Aquí y ahora ¿cómo?

Por Maru Lozano Carbonell

Ya con la pandemia, el ritmo de vida nos pone en el reto de traer nuestra atención al momento actual y esto tiene sus bondades porque si nos cuidamos y nos regulamos emocionalmente, podremos vivir en el aquí y ahora.

Pareciera que alguien dentro de nuestro ser nos acorrala y por eso estamos viviendo el mañana con todo estrés y ansiedad y más ahora que confinados se ha modificado la realidad como la conocíamos antes, con sus estructuras, horarios, contacto con la gente, vínculos, forma de trabajar, de comprar, de divertirnos y de comunicarnos. Nos han aventado como sociedad a transformarnos sí o sí.

Soñar con que el encierro llegaría pronto a su fin nos azota porque seguiremos padeciendo el virus, el desgaste económico, las pérdidas y con asombro notamos que las consecuencias de verdad superan al miedo imaginario y resulta extremadamente difícil sacar optimismo para disfrutar el aquí y el ahora.

Es que nuestra situación actual es caótica, se nos ha exigido adaptaciones exprés y decisiones prontas que por supuesto enferman. Es que, ¿cómo pedir vivir el aquí y el ahora cuando es justo lo opuesto a ir a toda velocidad?

Ahora también tenemos que aprender a ecualizarnos y escuchar activamente lo de afuera y lo de adentro, tenemos que reflexionar y cuidarnos. Es que todo el mundo, literal, está encerrado, ensimismado y no estábamos acostumbrados a ello.

Encima de todo, pronto que viene la Navidad, el año nuevo y la paciencia como protagonista, todos tendremos que integrar el ritmo de la naturaleza a nuestro propio cuerpo. Es decir, tal y como sucede en la naturaleza que algo florece lindo de repente, pero que le ha llevado algo de tiempo y delicadeza lograrlo. Así nosotros.

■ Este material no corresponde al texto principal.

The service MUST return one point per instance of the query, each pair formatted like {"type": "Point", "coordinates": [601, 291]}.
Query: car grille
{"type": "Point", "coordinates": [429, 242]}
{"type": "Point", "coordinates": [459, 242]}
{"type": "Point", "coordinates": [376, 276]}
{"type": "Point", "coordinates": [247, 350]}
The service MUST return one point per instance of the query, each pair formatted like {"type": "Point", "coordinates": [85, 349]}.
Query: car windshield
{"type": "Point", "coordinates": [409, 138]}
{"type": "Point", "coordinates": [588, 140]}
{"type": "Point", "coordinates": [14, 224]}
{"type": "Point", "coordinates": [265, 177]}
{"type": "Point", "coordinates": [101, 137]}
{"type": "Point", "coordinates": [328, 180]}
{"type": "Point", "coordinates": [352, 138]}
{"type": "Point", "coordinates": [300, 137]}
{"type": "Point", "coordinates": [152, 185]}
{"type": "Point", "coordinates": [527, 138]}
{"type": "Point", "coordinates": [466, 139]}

No por pensar que sería buenísimo no estar afligido, se me va a pasar la aflicción. Mi aflicción requiere de un tiempo orgánico para vivirla y expresarla en el aquí y el ahora porque puede que sea todo lo que soy en este instante. De esta manera aparece el vacío fértil que es piedra preciosa para el cerebro porque así se autorregula el cuerpo. Nuestro sistema nervioso precisa quedarse sin nada para pasar a lo que sigue.

Dejemos pues al pasado ahí para que tengamos oportunidad de aprovechar el presente. Si nos da miedo el presente, contemplar posibles soluciones, pero no desde la angustia, sino desde la construcción. No imaginemos lo que necesitamos, analicemos lo que en verdad necesitamos para nuestro bienestar. Pongamos atención a nuestra respiración, ella nos dice cómo estamos por dentro.  Meditemos, oremos, agradezcamos. Pongamos los ojos y el tacto en todo.

Sería buenísimo programar la alarma de tu celular cada hora para que cuando suene, hagas una pausa y vivas con todos tus sentidos el momento haciendo contacto verdadero, pero sobre todo, enfatizando tres cosas buenas que hay de esa experiencia, ¡la que sea que te sorprendió al sonar!  Ya sea el programa en televisión que estabas viendo, el café, el sofá…  Al pensar en lo positivo, estás mostrando gratitud y ¿sabes? siendo grato, tu energía cambia.  Si todos lo hacemos ya, aquí y ahora, la energía de todo el lugar vibraría diferente y seguramente, brotaría salud y por supuesto, más felicidad.